Did Colonialism Make India a Developing Nation?

Sam Higginbottom realized that India needed more than modern economic theories. So, he went back to America to study agriculture, and returned as an agricultural educator. He articulated his message in The Gospel and the Plough

Some Indians, including some Dalit thinkers, believe that modern India’s problem is that theBritish came too  late and left too early. They needed more time to transform our fatalistic worldview, venal character and oppressive culture. Such thinkers assume that it was the British that turned stagnant India into a developing nation. One of England’s greatest 19th-century historians, Lord Thomas Babington Macaulay, would disagree.

In his classic essay on Robert Clive who began Bengal’s colonization, Macaulay described the British East India Company as a “gang of public robbers which formerly spread terror through the whole plain of Bengal”.

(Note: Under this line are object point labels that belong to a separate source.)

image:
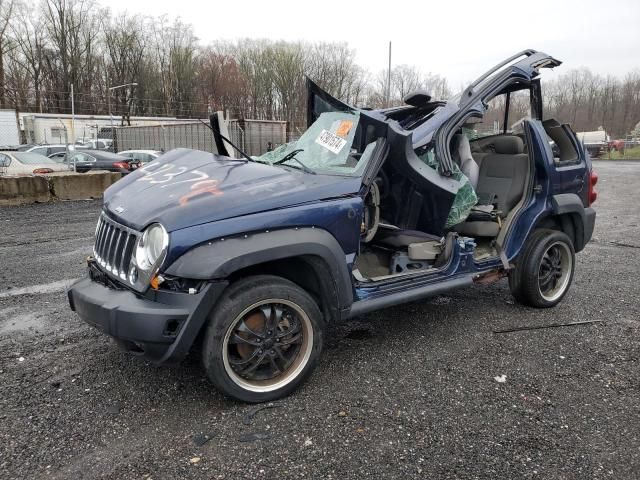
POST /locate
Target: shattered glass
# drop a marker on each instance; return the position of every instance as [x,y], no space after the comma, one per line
[326,146]
[466,196]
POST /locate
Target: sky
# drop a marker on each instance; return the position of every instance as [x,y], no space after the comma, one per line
[457,39]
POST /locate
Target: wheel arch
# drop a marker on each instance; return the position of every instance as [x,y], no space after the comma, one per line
[567,215]
[309,257]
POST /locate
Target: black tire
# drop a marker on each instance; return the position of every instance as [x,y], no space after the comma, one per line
[240,304]
[549,253]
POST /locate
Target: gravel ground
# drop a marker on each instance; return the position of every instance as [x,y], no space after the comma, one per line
[407,392]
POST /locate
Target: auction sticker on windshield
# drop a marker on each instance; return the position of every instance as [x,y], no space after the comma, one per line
[331,141]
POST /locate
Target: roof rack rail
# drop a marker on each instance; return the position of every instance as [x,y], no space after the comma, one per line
[469,90]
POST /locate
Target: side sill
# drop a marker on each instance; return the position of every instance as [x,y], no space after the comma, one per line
[367,305]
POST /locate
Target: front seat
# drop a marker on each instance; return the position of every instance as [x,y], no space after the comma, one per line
[464,159]
[501,185]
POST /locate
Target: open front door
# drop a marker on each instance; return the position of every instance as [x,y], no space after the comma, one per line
[319,101]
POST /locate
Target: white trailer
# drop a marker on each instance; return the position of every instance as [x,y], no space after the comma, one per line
[9,133]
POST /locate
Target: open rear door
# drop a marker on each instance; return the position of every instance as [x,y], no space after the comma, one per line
[319,101]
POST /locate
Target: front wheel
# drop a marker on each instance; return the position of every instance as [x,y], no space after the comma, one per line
[263,339]
[544,270]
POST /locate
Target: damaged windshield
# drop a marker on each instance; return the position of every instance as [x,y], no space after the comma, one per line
[326,147]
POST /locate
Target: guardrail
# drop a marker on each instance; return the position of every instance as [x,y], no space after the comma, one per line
[20,190]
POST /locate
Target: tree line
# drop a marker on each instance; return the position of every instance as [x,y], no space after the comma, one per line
[46,47]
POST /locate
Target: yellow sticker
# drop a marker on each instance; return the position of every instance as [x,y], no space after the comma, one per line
[344,128]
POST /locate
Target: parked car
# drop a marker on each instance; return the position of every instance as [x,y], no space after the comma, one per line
[86,160]
[47,150]
[253,258]
[142,156]
[97,144]
[16,163]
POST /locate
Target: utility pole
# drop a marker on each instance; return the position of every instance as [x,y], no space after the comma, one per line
[389,78]
[73,117]
[110,89]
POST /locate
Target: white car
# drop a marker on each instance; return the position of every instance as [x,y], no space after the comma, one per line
[27,163]
[143,156]
[97,144]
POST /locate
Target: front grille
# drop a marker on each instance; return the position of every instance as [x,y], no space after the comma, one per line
[114,246]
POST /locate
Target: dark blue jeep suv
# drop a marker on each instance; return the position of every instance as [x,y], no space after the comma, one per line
[251,258]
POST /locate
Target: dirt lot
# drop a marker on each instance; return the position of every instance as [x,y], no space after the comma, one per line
[407,392]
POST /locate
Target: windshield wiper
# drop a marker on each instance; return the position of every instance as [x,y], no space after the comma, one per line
[292,156]
[216,131]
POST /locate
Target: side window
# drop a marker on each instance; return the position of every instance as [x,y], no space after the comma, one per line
[493,122]
[81,157]
[562,146]
[40,150]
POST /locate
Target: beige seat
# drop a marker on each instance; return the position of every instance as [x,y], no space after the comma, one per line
[501,183]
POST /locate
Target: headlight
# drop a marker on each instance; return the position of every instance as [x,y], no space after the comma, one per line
[149,253]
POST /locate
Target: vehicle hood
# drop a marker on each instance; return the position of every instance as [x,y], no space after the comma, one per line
[185,187]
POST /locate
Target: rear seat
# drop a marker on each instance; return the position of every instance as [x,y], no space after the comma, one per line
[501,183]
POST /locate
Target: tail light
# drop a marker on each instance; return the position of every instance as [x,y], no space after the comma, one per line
[593,179]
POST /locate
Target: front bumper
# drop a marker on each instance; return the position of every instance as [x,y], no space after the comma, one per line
[589,224]
[162,326]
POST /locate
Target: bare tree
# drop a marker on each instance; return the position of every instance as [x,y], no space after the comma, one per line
[6,14]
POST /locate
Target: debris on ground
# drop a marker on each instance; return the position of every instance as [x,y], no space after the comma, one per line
[114,408]
[200,439]
[251,437]
[246,420]
[551,325]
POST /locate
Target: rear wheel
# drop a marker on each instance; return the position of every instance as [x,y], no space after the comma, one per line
[544,270]
[263,339]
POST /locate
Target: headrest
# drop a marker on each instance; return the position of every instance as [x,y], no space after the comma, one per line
[417,98]
[508,145]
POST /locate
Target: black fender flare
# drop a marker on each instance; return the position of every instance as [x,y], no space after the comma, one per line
[569,208]
[220,258]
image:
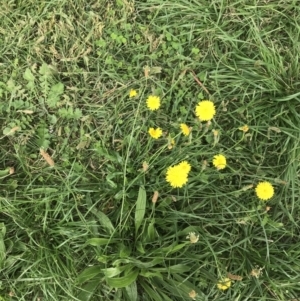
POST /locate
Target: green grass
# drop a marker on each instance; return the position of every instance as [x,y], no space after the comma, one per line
[86,229]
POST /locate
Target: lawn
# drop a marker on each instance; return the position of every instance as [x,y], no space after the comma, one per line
[149,150]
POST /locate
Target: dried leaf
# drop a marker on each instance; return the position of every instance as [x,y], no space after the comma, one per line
[47,157]
[26,111]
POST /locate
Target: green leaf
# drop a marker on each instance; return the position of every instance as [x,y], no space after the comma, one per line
[88,274]
[45,190]
[29,77]
[54,95]
[99,241]
[2,245]
[105,221]
[140,208]
[131,291]
[123,281]
[45,70]
[88,290]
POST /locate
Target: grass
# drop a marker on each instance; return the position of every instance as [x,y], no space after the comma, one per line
[86,228]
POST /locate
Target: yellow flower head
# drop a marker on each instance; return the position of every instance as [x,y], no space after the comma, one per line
[132,93]
[176,176]
[224,284]
[205,110]
[185,129]
[244,128]
[219,162]
[193,237]
[264,190]
[155,133]
[171,143]
[153,102]
[185,166]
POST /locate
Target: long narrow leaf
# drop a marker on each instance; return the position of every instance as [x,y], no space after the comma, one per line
[140,208]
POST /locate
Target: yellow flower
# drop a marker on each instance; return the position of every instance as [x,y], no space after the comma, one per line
[177,175]
[155,133]
[132,93]
[153,102]
[185,166]
[224,284]
[264,190]
[193,237]
[205,110]
[219,161]
[244,128]
[185,129]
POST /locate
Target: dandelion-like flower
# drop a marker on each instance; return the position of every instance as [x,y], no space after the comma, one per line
[186,167]
[155,133]
[171,143]
[219,161]
[153,102]
[132,93]
[205,110]
[193,237]
[193,294]
[177,175]
[224,284]
[244,128]
[264,190]
[185,129]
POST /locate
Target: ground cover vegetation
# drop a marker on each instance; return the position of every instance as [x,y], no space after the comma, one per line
[149,150]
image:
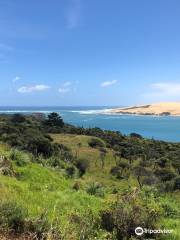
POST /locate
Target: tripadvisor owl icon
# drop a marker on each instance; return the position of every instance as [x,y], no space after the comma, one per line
[139,231]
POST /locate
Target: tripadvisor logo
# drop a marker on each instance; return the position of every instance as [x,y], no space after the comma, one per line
[139,231]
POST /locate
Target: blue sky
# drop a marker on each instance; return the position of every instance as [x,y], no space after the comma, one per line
[89,52]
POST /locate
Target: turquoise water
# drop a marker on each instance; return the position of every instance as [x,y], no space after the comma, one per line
[162,128]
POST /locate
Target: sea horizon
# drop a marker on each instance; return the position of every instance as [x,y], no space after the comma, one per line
[165,128]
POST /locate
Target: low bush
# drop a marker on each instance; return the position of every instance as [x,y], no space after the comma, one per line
[82,165]
[96,143]
[12,216]
[19,157]
[96,189]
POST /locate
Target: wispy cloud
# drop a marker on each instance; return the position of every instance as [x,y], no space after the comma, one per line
[17,78]
[73,13]
[64,90]
[108,83]
[35,88]
[164,89]
[68,87]
[5,47]
[67,84]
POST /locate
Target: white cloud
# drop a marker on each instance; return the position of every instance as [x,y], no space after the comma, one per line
[164,89]
[5,47]
[16,79]
[73,13]
[68,87]
[67,84]
[64,90]
[35,88]
[108,83]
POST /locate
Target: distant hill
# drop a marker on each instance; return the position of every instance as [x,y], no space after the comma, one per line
[165,108]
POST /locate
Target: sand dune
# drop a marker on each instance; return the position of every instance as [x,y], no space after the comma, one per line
[165,108]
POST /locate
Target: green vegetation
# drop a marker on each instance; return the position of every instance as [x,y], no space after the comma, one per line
[58,181]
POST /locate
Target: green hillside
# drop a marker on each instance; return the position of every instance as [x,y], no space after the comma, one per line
[62,182]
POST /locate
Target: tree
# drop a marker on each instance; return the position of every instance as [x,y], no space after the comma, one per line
[54,120]
[140,172]
[102,155]
[82,165]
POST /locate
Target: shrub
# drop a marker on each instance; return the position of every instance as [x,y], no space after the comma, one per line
[82,165]
[76,186]
[70,171]
[19,157]
[96,143]
[95,189]
[12,216]
[165,174]
[177,183]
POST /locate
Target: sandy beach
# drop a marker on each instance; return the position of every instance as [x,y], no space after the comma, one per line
[165,108]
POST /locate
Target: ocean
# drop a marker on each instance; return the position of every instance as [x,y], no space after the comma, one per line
[165,128]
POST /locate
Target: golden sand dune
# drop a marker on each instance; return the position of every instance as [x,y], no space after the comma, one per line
[165,108]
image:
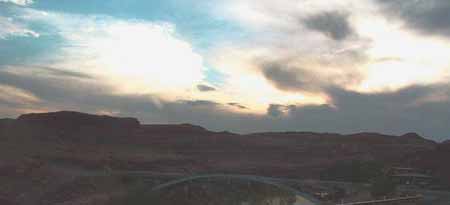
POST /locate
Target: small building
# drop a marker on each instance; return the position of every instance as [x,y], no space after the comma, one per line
[410,176]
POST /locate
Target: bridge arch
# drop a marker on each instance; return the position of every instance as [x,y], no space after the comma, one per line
[306,198]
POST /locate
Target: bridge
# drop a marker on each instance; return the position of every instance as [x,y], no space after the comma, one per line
[407,199]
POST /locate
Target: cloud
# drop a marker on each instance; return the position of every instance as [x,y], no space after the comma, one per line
[12,95]
[10,28]
[149,56]
[205,88]
[19,2]
[291,79]
[237,105]
[421,109]
[333,24]
[276,110]
[297,79]
[427,17]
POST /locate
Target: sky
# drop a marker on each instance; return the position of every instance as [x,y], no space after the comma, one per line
[245,66]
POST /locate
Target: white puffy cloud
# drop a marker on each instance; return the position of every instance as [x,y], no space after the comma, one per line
[132,56]
[9,28]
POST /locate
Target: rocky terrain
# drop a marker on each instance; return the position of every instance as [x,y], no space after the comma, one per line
[51,158]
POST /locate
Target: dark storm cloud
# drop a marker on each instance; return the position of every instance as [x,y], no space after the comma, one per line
[205,88]
[277,110]
[294,79]
[426,16]
[205,103]
[237,105]
[288,78]
[421,109]
[333,24]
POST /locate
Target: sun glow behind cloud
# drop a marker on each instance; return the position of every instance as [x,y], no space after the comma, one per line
[150,57]
[134,57]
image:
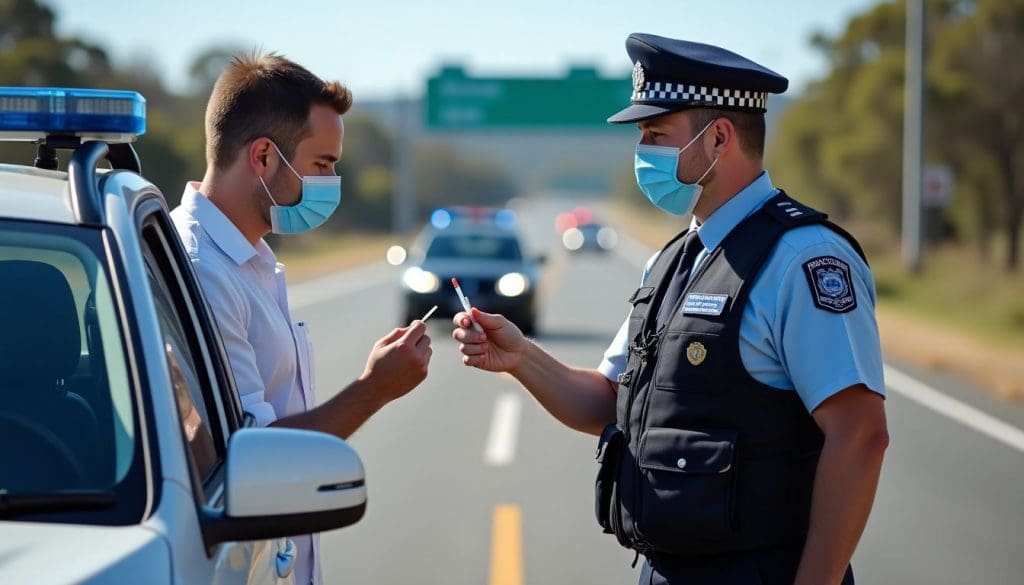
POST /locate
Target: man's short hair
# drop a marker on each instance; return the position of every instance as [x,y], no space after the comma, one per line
[265,95]
[750,126]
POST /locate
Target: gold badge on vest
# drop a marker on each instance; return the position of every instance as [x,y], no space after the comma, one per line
[696,352]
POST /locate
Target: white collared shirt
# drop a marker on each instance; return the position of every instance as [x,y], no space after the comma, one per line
[270,357]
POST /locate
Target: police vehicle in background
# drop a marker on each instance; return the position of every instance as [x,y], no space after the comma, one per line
[479,247]
[126,457]
[580,232]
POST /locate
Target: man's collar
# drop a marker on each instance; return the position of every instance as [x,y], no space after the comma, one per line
[739,207]
[223,233]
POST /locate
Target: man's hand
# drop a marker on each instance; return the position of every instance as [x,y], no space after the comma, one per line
[398,362]
[499,348]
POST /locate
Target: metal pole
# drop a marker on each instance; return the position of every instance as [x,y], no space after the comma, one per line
[913,114]
[402,202]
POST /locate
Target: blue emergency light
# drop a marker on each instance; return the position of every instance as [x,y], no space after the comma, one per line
[36,113]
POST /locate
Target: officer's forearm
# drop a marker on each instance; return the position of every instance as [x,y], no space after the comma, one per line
[844,491]
[583,400]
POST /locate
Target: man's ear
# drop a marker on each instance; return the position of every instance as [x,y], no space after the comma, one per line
[725,135]
[261,158]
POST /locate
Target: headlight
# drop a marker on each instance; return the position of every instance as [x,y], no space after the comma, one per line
[512,284]
[421,281]
[572,239]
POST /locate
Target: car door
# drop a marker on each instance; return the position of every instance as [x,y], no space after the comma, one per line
[207,401]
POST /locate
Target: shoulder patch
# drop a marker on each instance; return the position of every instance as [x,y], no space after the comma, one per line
[832,285]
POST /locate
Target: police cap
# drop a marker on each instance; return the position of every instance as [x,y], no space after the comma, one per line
[670,75]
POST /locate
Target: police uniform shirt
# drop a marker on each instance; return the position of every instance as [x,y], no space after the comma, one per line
[796,333]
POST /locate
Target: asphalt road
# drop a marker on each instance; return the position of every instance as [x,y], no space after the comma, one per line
[471,482]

The wickedness of English rulers, Macaulay lamented, was not human. It was demonic. British East India Company’s “government resembled the government of evil Genii, rather than the government of human tyrants. Even despair could not inspire the soft Bengalee to confront men of English breed … the unhappy race never attempted resistance. Sometimes they submitted in patient misery. Sometimes they fled from the white man, as their fathers had been used to fly from the Mahratta; and the palanquin of the English traveller was often carried through silent villages and towns, which the report of his approach had made   desolate.” British rule would have driven the people who built Khajuraho, the Taj Mahal, and the Red Fort back into the Stone Age. It was the Bible, not Britain, that transformed us into a developing nation.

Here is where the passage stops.